Jak podał w poniedziałek GUS, produkcja przemysłowa zwiększyła się w minionym miesiącu o 3,3 proc. rok do roku, po zniżce o 1,3 proc. w październiku. Ankietowani przez „Rzeczpospolitą” ekonomiści przeciętnie spodziewali się jej wzrostu o zaledwie 1,5 proc.

Nadspodziewanie dobrze radziła sobie w listopadzie także produkcja budowlano-montażowa. Zmalała wprawdzie o 12,8 proc. rok do roku, ale to najlepszy odczyt tego wskaźnika od lutego br. Uczestnicy ankiety „Rz” spodziewali się przeciętnie jego zniżki o 18,9 proc., rok do roku, po spadku o 20,1 proc. w październiku.

W listopadzie wyraźnie przyspieszył też wzrost sprzedaży detalicznej. W ujęciu realnym (tzn. w cenach stałych) sięgnął 7,4 proc., w porównaniu do 4,6 proc. w październiku. To najlepszy odczyt od lutego 2014 r. Najwięksi optymiści spośród ekonomistów ankietowanych przez „Rz” spodziewali się przyspieszenia wzrostu sprzedaży detalicznej do 7,1 proc.

- Po dwóch miesiącach IV kwartału można formułować tezę, że popyt konsumpcyjny będzie nadal głównym filarem wzrostu gospodarczego w tym okresie. Inwestycje wciąż spadają, ale z danych dotyczących produkcji budowlano-montażowej wynika, że spadek ten może być nieco mniejszy niż w III kwartale – zauważyła w komentarzu do danych Monika Kurtek, główna ekonomistka Banku Pocztowego.

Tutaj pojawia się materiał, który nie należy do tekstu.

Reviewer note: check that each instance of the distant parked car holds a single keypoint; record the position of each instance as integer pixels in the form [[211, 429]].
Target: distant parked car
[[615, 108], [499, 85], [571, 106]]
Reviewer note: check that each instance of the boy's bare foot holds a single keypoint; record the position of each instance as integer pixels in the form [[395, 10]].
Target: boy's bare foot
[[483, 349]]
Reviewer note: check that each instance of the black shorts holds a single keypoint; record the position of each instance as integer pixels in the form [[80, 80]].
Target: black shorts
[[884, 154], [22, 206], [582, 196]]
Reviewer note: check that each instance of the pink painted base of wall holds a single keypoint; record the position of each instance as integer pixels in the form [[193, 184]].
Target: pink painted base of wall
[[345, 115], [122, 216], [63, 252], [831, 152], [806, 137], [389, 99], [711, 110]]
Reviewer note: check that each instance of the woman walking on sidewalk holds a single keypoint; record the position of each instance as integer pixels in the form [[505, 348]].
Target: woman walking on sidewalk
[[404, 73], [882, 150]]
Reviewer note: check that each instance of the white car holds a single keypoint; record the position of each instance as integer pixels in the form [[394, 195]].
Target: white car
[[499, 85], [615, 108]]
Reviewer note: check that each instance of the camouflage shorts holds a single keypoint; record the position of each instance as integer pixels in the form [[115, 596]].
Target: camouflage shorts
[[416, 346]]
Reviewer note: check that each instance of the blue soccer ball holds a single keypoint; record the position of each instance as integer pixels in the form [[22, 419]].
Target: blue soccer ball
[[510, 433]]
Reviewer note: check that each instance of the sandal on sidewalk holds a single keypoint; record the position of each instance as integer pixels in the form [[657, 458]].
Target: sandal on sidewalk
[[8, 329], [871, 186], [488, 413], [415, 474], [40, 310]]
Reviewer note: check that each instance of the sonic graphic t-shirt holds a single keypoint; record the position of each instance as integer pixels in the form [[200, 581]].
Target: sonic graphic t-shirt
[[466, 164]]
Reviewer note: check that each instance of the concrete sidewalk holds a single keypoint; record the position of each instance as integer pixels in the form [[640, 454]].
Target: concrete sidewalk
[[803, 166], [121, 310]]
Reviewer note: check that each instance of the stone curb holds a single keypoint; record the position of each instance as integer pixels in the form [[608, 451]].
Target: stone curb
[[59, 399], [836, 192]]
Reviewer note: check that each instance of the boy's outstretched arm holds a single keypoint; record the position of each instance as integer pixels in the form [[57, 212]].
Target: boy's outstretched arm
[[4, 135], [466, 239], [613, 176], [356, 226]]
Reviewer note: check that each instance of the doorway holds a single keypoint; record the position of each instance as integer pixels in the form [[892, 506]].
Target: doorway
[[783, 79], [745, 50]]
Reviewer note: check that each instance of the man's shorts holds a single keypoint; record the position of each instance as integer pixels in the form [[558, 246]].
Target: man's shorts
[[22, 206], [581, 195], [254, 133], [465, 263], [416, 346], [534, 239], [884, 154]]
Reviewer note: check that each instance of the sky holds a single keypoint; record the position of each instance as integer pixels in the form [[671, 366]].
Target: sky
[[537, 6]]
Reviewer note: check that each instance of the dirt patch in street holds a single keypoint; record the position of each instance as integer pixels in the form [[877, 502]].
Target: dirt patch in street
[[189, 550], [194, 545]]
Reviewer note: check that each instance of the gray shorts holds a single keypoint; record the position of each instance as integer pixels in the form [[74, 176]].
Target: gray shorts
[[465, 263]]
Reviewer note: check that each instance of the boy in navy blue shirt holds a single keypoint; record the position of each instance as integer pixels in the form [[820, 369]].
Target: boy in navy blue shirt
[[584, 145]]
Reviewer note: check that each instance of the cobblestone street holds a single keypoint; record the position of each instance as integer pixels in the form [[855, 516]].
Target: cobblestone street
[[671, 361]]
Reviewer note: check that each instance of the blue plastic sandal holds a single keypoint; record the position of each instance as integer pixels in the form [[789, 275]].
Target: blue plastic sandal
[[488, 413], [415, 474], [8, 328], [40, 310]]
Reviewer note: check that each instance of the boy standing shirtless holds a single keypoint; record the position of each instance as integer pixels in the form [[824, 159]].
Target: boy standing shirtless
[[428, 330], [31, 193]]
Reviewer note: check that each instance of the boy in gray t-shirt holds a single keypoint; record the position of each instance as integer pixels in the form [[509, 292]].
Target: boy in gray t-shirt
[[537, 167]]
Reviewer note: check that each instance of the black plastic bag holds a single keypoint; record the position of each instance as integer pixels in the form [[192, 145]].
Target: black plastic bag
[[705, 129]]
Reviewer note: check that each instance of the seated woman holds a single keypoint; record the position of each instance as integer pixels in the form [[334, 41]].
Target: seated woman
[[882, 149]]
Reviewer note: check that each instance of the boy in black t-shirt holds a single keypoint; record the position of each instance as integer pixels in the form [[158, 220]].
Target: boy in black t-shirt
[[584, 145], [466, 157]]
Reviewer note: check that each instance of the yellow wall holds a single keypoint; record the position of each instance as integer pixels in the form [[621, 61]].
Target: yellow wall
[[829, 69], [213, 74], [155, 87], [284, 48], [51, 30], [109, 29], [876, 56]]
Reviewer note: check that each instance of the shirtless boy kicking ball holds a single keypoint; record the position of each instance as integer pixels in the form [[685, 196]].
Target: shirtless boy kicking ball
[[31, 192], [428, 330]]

Według niej, poniedziałkowe dane dają nadzieję, że wzrost PKB w ostatnim kwartale roku utrzyma się w okolicy 2,5 proc. rok do roku, tak jak w III kwartale.

Po fatalnych danych za październik część ekonomistów sugerowała, że w IV kwartale wzrost PKB może spaść poniżej 2 proc.